One of my workers asked if I had a honey-do list waiting for me this weekend, and I never do - I build my own procrastination pile and play around it avoiding my duties - or so I will say so. Today was different, there is the installation of the bright beautiful vertical blinds. The crew will call around eight am and tell us what time they should arrive. Yes, I am old and hired experts to install the blinds, and we were told that for eighty dollars they would take down the old sets and take them away. I even went to the ATM to get a hundred to cover it and then looked at the job.
First I have to move the furniture from around the windows in six rooms - I can do that, and did. Then I looked at taking down the curtains where they were hung, and did that and put them into the laundry basket for washing. All that is left is taking down the old horizontal blinds and I start doing that. Now, there is likely an easy disconnect system that has been holding the blinds up for the last thirteen years, but I am better at destroying things than creating them - I am excellent at killing people in bunches and breaking stuff - they paid me well for that for years. Anyway, short story I have all the blinds down and before the last one dropped to the floor overcome by my efforts and gravity I think I figured out the quick disconnect.

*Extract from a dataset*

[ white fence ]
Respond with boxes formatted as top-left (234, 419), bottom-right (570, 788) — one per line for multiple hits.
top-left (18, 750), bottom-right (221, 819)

But I don't have anymore to practice on to prove it.
My mother called and gave me a welcome break, she wanted to talk about some man that yelled at her and made her feel terrible. I asked if she wanted me to beat him up or take him out - but she is much too good a Christian Lady for her to think that was a good idea. My theory about men that abuse women is that they are cowards, that is why they bully and beat on women - because they know they are afraid and want to be strong and tough - they do need to get a new point of view - as they eat dirt after a real man tries to whip them into shape (jellyfish-like works for me). I don't think my beating them up will change them, just confirm in their mind they need to hide their abuse better or they will get beaten again. Anyway after we discussed all the better stuff about her life and mine and caught up on everyone around us and whatzup (no, we didn't talk politics - we have real lives) I promised pictures of the new improved home in the mail - I have the before pictures already, love digital cameras with lots of memory. Gave her my love and took hers for me and my wife, who is out doing church stuff - where is she going to find community service time? Some days I hardly see her.
Once, long ago and far away in Oklahoma, my commander asked how my wife was, and I had to tell him I didn't know. There is a lump in the bed when I wake up to get to work, and when I come home at night there is a meal waiting for me and the clothes have been washed, but I don't dare waste any sleep time checking to see what is under that lump in my bed, but the next time I get a day off from being a Drill Sergeant I will check and find out if she is still speaking to me.
I did love being in the Army and Airborne and importantly useful in trying situations, but I love my wife and my ability to slowly work through the short remainder of my existence on Earth much more. Smooth Jazz is playing loudly and it is time for lunch and to check my mail.